Rear View
No slaves! No gods! No masters!
Anti-Slavery International, an organisation founded by abolitionist William Wilberforce in 1839, state on their website ‘Slavery did not end with abolition in the 19th century. Instead, it changed its forms and continues to harm people in every country in the world’. Indeed. But this organisation’s understanding of slavery is very different to ours, as a recent interview reveals. At one point Jakub Sobik, an ASI member, says: ‘Here in the UK, there are estimates of as many as 138,000 people who are trapped in modern slavery’ (dw.com, 25 March). History provides an explanation. Tory MP William Wilberforce was a member of the owning class opposed to chattel slavery as it was considered an outmoded and inefficient method of labour exploitation. He, like ASI, did not oppose wage slavery. He also supported child labour and had small children in his employ, opposed Trade Unionism, and was co-founder of The Society for the Suppression of Vice and Encouragement of Religion. He preached to the poor that: ‘their more lowly path has been allotted to them by the hand of God; that it is their part faithfully to discharge its duties and contentedly to bear its inconveniences; that the present state of things is very short; that the objects, about which worldly men conflict so eagerly, are not worth the contest’ (A Practical View of the Prevailing Religious System of Professed Christians). Information concerning their founder on antislavery.org is scant and misleading, e.g. ‘William Wilberforce, in his day, achieved much and was widely praised’. Quelle surprise.
World without wages
Selma James who founded the Wages for Housework campaign in 1972, is similarly blinkered, alas. Before pursuing this single-issue reform, Selma James had identified herself as a Trotskyist (the young vanguardist joined the Johnson–Forest Tendency at the age of 15), a black nationalist and supporter of Fidel Castro. She was involved with the short-lived but successful from a reformist perspective Campaign Against Racial Discrimination. Some four years after it was founded, the Race Relations Act of 1968 was passed. Ironically, the racist Commonwealth Immigrants Act came into force, under a Labour Government, that very year – such is the topsy-turvey world of reformist politics. Neither her pamphlet Marx and Feminism, based on a talk she gave in 1983, nor a recent interview (the independent.co.uk, 8 March) support her contention that Marx has been useful to the near 50-year-old campaign. Marx called for the abolition of the wages system, not its extension! ‘Wages for Housework’s first campaign was to keep family allowance (as child benefit was called) in women’s hands..’. She also states: ‘The climate emergency clarifies much. The Green New Deal for Europe, of which we are part, proposes a care income for all who do caring work for people and planet – a welcome update on wages for housework.’ And as likely as Wilberforce’s early version of pie in the sky when you die!

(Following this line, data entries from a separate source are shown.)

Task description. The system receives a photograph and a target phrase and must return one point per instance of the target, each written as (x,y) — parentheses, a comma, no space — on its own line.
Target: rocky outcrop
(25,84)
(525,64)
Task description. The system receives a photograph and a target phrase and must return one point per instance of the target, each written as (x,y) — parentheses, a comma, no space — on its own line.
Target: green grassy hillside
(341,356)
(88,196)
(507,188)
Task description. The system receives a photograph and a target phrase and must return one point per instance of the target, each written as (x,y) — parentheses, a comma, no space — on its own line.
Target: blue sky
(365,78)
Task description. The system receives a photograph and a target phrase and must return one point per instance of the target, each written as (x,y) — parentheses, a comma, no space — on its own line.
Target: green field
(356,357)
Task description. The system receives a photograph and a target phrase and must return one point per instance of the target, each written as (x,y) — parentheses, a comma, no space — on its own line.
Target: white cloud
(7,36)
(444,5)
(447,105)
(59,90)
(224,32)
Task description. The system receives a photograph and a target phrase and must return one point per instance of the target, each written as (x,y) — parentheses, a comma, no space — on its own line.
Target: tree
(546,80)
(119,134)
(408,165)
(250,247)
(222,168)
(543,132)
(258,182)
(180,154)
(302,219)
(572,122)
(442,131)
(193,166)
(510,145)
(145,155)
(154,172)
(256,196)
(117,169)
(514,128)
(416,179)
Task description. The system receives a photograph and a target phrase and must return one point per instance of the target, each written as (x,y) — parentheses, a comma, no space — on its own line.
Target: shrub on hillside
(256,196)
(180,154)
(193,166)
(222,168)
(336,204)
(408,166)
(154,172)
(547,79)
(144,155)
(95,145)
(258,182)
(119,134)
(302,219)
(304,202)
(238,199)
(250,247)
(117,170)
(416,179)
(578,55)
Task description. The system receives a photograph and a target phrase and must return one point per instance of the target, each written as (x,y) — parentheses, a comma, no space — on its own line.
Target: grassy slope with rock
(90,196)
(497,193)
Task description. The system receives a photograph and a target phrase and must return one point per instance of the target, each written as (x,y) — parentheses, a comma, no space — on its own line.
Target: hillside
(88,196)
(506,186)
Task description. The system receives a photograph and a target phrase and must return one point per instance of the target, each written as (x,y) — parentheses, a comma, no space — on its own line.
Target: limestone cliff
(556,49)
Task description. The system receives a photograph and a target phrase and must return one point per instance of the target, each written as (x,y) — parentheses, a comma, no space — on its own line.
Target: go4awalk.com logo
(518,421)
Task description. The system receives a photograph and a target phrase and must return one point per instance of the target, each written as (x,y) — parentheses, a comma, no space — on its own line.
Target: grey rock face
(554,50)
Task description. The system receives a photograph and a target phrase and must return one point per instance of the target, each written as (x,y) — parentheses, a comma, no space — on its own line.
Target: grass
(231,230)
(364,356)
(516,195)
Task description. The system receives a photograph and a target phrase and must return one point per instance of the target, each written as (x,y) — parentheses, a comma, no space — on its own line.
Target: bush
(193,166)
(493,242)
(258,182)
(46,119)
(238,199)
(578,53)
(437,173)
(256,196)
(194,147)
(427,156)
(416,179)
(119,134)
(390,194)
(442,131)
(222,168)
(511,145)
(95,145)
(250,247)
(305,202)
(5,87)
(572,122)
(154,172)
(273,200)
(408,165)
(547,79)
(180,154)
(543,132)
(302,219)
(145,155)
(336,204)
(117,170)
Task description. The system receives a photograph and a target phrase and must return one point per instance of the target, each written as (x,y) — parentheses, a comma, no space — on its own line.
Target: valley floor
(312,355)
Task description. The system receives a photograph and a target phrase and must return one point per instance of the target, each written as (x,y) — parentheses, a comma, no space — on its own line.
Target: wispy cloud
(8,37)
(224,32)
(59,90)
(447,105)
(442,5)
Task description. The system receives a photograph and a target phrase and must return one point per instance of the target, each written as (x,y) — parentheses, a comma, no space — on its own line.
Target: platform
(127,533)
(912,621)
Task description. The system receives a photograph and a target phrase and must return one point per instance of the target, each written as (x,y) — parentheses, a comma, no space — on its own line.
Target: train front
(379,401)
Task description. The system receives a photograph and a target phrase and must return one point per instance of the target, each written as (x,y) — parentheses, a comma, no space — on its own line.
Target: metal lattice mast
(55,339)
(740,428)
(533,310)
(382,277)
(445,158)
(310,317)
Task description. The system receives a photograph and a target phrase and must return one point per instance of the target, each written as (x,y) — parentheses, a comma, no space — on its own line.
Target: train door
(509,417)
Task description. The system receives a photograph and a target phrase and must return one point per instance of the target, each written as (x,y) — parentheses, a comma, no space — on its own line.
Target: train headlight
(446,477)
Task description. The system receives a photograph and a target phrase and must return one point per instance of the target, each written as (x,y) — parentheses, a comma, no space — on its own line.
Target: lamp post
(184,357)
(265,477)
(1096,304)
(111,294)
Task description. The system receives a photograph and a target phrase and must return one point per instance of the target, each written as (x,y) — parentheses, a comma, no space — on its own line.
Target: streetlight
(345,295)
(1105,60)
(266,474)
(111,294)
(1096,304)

‘Apartheid is against the interests of the South African capitalist class.’ (Socialist Standard, April 1969)
The Anti-Apartheid Movement, founded in 1959, continued to operate until 1994 when South Africa held elections, generally seen as ‘free and fair’ and in which all ‘races’ could vote for the first time. Mission accomplished? Hardly, alas. We read today ‘Just 3,500 people – 0.01% of the adult population – own 15% of total wealth in South Africa, according to a new study. And, there has been no decrease in wealth inequality in the 26 years since democracy’ (dailymaverick.co.za, 10 March). The first three Presidents there supported the dictator Mugabe. Mbeki is responsible for the premature deaths of up to 365,000 AIDS victims. King Zuma has his palace and shares responsibility for the Marikana massacre with Ramaphosa. Anti-apartheid activist and Nobel Peace Prize winner Archbishop Desmond Tutu said of the ANC: ‘They stopped the gravy train just long enough to get on themselves.’ He went on to describe the Zuma administration as ‘worse than the apartheid government’ and that he would ‘pray for the downfall of the ANC.’ Racism remains rife in South Africa, the most unequal society in the world – economic apartheid persists for millions. Yet it would be churlish to deny the AAM played a part in bringing about a more inclusive democracy. However, before then, the apartheid system – like chattel slavery – had become a fetter on capitalism’s development.
Revolution not reform
Imagine the real change we could bring about if the energies of those chasing reforms were instead directed to establishing a post-capitalist socialist world.